Under his ominous moniker, Abitbol runs jewlicious.com. He lives in Israel and occasionally New York City, and has been known to enjoy a good shiksa here and there. Still, he was skeptical about assisting me in the noble and generations-old gentile pursuit of trying to land a Jewish husband. Good Jew that he is, Abitbol is concerned about the marriage crisis sweeping the nation, especially in New York City, and especially among Jews.This tongue-in-cheek indulgence is from Radar. Ann Coulter should try a similar strategy. The story of the shrinking American Jewish community is an old one. It's most attributable to intermarriage, which Marc Gellman rehashes in Newsweek.
The first time I met Christ Killer, he said, "You look like you should be wearing furry heels, eating bonbons with two little dogs. In bed." In other words, Christ Killer, whose given name is David Abitbol, correctly identified me a shiksa: a Jesus-loving, non-Jewish woman whose Miller-Monroe fantasy currently poses the greatest threat to the chosen people.
"The community is all up in arms about it," he told me over hummus on St. Mark's. "Jews aren't getting married, or they're waiting until much later to get married. The majority of Jews under 40 have never been married, which is a new trend. When you talk to men and women in New York, they say that it's hard to find an appropriate Jewish mate. It's bad for the continuity of the Jewish community, because if people are not getting married and creating family units, the Jewish population will shrink. That threatens the continued viability of the community. You're already coming into a field that's got a lot of competition."
The marriage market is tough enough, but a shiksa looking for a Jewish husband is up against an entire culture rooting for her failure. Trimming the intermarriage rate is paramount to a number of associated Jewish federations that collect charitable donations and redistribute them as needed to Jews and non-Jews alike.
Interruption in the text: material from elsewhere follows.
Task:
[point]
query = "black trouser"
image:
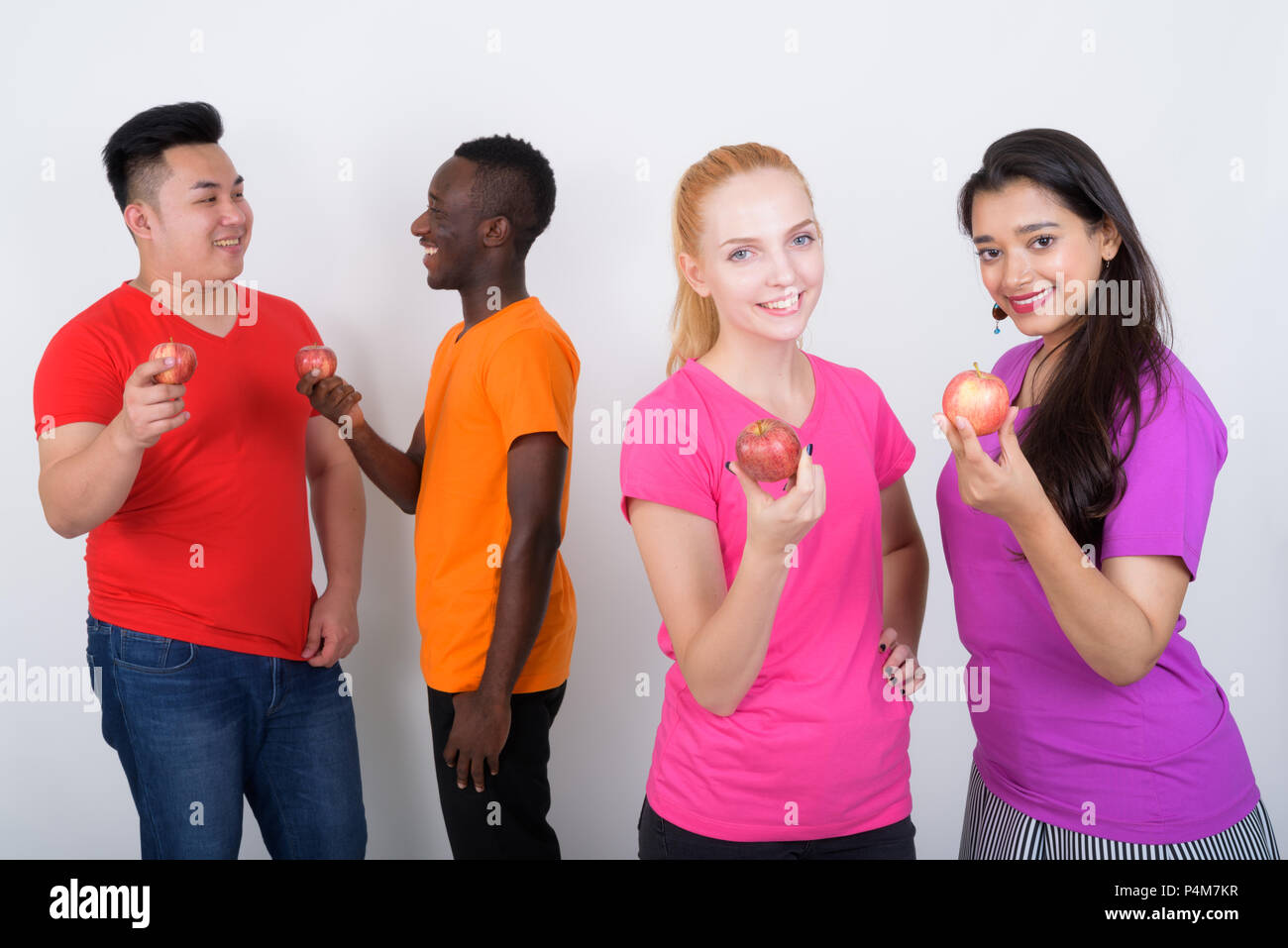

Without a steady, generational replenishing of the culture, there would be no one for the federations to collect from. "What they're doing now is spending a lot of money on Jewish singles programs," Abitbol said. They will do anything in the world to get Jewish singles together and married."
Unfortunately, no such programs exist to help Jews marry shiksas, save for good old-fashioned female ingenuity—and, of course, the sage advice of Jewish friends and associates.